Gérard Crémoux

Personal information
- Born: 4 November 1943 Narbonne, Occitania, France
- Died: 19 August 2023 (aged 79) Villeneuve-sur-Lot, France

Playing information
- Height: 5 ft 7 in (1.70 m)

Rugby union
- Position: Lock
Club
| Years | Team | Pld | T | G | FG | P |
|  | Stade Cadurcien |  |  |  |  |  |

Rugby league
- Position: Second-row
Club
| Years | Team | Pld | T | G | FG | P |
| 1968–?? | Villeneuve-sur-Lot |  |  |  |  |  |
Representative
| Years | Team | Pld | T | G | FG | P |
| 1969–70 | France | 2 |  |  |  | 0 |

= Gérard Crémoux =

France international rugby league player

Gérard Crémoux (4 November 1943 in Narbonne – 18 August 2023 in Villeneuve-sur-Lot) was a French rugby league international after debuting in rugby union.

==Biography==
Crémoux started his sports career by playing rugby union for Cahors Rugby until 1966, when he switched code to rugby league and play for Villeneuve-sur-Lot, with which he played and ended runner-up in the 1969, 1970 and 1972 editions of the Lord Derby Cup.
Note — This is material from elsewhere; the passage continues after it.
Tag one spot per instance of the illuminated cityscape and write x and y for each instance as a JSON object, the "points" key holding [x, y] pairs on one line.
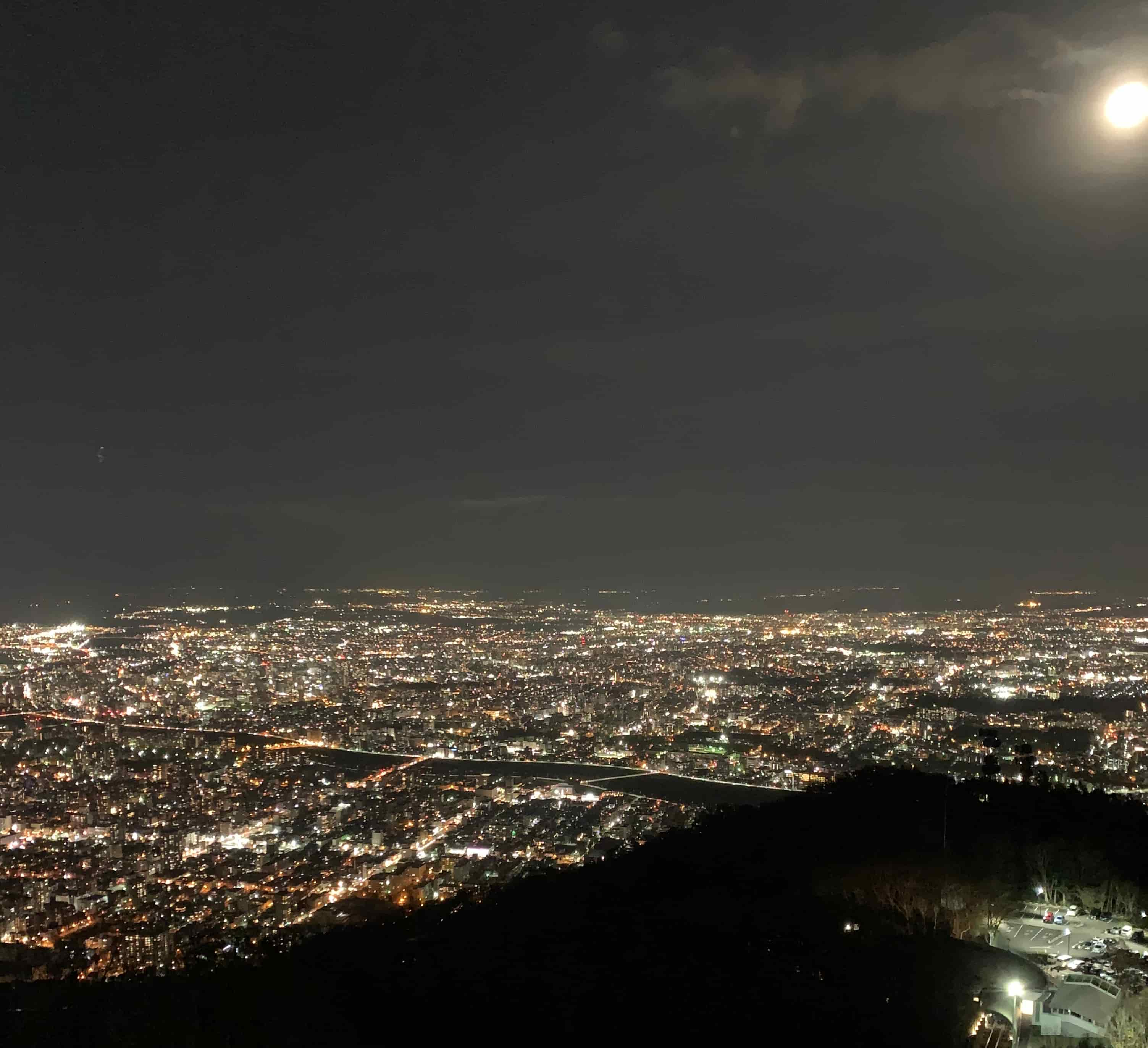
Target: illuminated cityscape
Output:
{"points": [[190, 781]]}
With his club performances, he was called up for the France national team, where he had two caps, taking part also to the 1970 Rugby League World Cup with his teammates Jean-Pierre Clar, Raymond Gruppi, Daniel Pellerin and Christian Sabatié.

==Honours==
- Team honours:
  - Runner up at the Lord Derby Cup:1969, 1970 and 1972 (Villeneuve-sur-Lot).